Web reacts to weight loss gadget that sucks food through stomach

An at-home stomach pump billed as an alternative to gastric bypass surgery is generating a lot of online attention for its drastic and stomach-churning weight loss method, essentially vacuuming indigested food out through a hole in the patient’s belly.

Called the AspireAssist Aspiration Therapy System, the stomach pump hinges on the principle of a feeding tube, similar to the insertion of a percutaneous endoscopic gastrostomy or PEG tubes used for patients who can’t obtain adequate nutrition orally, such as stroke patients with poor swallowing muscles.

Only instead of pumping the patient with nutrients, it works the other way. The company, Aspire Bariatrics based out of Philadelphia, recently filed to patent the device.

During a 20-minute, outpatient procedure, a tube is threaded through the patient’s throat, implanted into the stomach, and then passed through the surface of the stomach skin in a 1 cm incision.

After the skin has healed around the tube, a valve the size of a poker chip is attached to the end of the tube outside the body; the valve opens and closes for sucking foods out of the stomach. The makers of the system claim that performing the aspiration therapy 20 minutes after a meal will remove 30 percent of the calories consumed.

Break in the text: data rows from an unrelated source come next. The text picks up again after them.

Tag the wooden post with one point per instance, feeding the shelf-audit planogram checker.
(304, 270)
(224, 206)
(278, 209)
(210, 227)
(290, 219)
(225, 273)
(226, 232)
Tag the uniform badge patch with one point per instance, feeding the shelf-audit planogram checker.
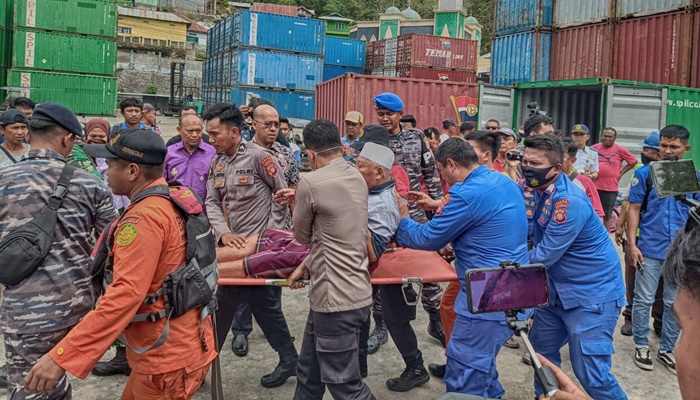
(126, 235)
(269, 165)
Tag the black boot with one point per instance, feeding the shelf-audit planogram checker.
(287, 367)
(378, 337)
(410, 378)
(117, 365)
(435, 327)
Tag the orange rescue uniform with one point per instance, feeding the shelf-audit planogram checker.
(149, 242)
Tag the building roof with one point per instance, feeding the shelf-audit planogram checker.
(148, 14)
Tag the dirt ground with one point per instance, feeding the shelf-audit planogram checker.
(242, 374)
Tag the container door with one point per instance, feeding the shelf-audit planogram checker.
(496, 102)
(635, 111)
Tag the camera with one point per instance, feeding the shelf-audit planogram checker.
(535, 109)
(514, 156)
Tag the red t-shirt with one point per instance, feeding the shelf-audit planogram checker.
(610, 163)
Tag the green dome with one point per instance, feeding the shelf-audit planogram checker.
(411, 14)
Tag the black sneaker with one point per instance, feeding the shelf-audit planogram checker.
(642, 359)
(668, 360)
(626, 329)
(410, 378)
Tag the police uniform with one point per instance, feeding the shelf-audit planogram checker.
(247, 181)
(37, 313)
(585, 284)
(485, 227)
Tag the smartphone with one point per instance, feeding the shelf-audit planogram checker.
(504, 289)
(673, 178)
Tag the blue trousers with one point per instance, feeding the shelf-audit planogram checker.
(589, 332)
(471, 356)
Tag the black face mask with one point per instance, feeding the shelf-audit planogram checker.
(536, 177)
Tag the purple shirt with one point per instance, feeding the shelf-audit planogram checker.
(192, 170)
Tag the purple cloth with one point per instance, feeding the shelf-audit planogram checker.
(192, 170)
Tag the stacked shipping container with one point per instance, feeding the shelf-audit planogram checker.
(256, 54)
(423, 57)
(62, 51)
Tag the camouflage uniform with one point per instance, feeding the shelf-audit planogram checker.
(38, 312)
(415, 157)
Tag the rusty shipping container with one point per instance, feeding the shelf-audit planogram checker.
(417, 50)
(438, 74)
(582, 52)
(429, 101)
(655, 49)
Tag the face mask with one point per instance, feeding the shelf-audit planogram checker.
(536, 177)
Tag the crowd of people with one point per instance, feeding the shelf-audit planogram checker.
(140, 222)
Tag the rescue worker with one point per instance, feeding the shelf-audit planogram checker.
(247, 176)
(39, 312)
(567, 234)
(151, 231)
(415, 157)
(484, 226)
(331, 214)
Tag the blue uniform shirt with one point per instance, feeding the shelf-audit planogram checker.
(662, 218)
(485, 223)
(569, 238)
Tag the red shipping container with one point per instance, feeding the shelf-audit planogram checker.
(582, 52)
(655, 49)
(429, 101)
(450, 75)
(417, 50)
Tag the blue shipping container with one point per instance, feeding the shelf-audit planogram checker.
(522, 57)
(274, 70)
(514, 16)
(332, 71)
(344, 52)
(290, 104)
(279, 32)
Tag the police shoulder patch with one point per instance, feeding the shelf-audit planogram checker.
(126, 235)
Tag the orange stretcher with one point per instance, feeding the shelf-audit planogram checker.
(396, 266)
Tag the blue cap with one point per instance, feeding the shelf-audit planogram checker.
(388, 101)
(59, 115)
(580, 128)
(652, 141)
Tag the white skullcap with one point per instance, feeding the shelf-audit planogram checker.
(378, 154)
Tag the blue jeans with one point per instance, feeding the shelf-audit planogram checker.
(471, 356)
(589, 332)
(644, 290)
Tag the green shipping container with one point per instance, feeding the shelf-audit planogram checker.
(83, 94)
(63, 52)
(86, 17)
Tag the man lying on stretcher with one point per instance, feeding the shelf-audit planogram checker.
(274, 253)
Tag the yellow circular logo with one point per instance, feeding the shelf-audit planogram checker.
(126, 235)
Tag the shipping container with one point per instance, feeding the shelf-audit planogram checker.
(514, 16)
(582, 52)
(290, 104)
(417, 50)
(83, 94)
(279, 32)
(62, 52)
(430, 101)
(575, 12)
(451, 75)
(638, 8)
(523, 57)
(94, 17)
(654, 49)
(344, 52)
(272, 69)
(331, 71)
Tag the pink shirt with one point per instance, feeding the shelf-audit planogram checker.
(610, 163)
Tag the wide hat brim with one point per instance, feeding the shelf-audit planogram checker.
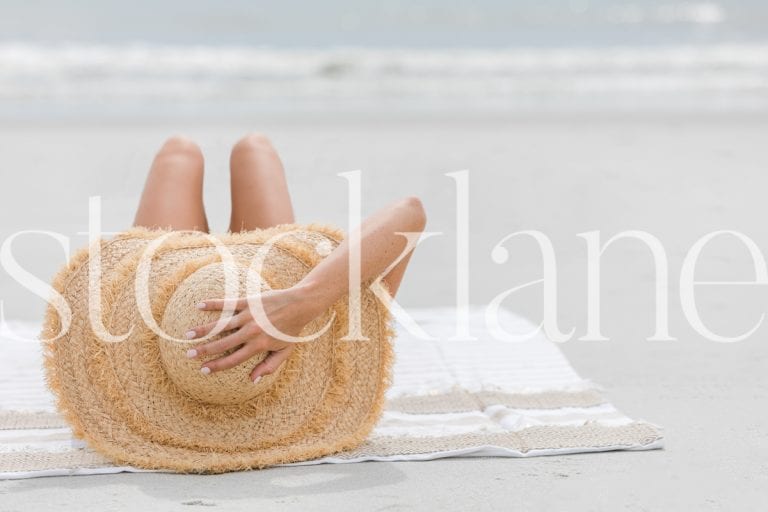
(140, 402)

But what the company calls a “non-invasive,” “breakthrough weight loss solution,” website Jezebel calls a “Terrifying New Bulimia Machine,” a form of automated bulimia and highly disordered eating that promotes an unnatural relationship with food.

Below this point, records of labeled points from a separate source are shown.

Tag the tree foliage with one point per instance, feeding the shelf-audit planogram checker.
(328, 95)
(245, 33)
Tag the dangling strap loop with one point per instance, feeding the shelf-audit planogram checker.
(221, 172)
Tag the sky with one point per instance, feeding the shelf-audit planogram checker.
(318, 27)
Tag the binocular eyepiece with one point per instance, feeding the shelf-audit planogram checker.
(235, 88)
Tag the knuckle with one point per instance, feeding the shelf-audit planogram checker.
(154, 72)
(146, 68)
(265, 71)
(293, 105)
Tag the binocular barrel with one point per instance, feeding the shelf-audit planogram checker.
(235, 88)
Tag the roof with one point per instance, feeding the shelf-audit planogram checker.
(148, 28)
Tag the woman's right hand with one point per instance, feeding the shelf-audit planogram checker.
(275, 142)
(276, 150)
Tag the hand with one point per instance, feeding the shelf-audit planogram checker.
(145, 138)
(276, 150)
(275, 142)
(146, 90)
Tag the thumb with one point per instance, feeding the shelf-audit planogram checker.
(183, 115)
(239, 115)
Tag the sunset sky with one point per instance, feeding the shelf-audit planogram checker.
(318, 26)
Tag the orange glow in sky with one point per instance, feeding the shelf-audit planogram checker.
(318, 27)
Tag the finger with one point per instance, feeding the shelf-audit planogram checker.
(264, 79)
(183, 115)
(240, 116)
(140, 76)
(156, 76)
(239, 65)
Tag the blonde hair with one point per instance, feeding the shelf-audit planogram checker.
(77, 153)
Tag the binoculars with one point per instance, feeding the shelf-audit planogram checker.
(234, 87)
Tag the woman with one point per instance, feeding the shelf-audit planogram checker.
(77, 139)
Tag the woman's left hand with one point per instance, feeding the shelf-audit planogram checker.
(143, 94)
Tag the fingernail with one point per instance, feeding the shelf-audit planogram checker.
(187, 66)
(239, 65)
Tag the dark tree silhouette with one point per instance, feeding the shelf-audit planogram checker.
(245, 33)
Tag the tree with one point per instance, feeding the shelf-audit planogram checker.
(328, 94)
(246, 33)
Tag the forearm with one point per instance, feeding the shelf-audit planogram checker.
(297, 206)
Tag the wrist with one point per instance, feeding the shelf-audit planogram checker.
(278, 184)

In reference to the device’s Skin-Port, the stomach valve that can be opened or closed to control the flow of stomach contents, for instance, Jezebel writer Laura Beck writes, “I’m sorry, is this a viable weight loss option or a scene from ‘Prometheus?’”

Nor would it be a particularly attractive feature during sex, she adds.

The Daily Meal also calls the device "cyborg-ish" while the New York Daily News calls it quite possibly the "Grossest weight loss method ever."

While not approved for use in the US, the device received the CE (Conformité Européenne) approval in December of 2011 to market in the European Union and is now commercially available in parts of Europe.

The system was created by Dean Kamen, who also invented the Segway, the self-balancing, two-wheeled personal transport.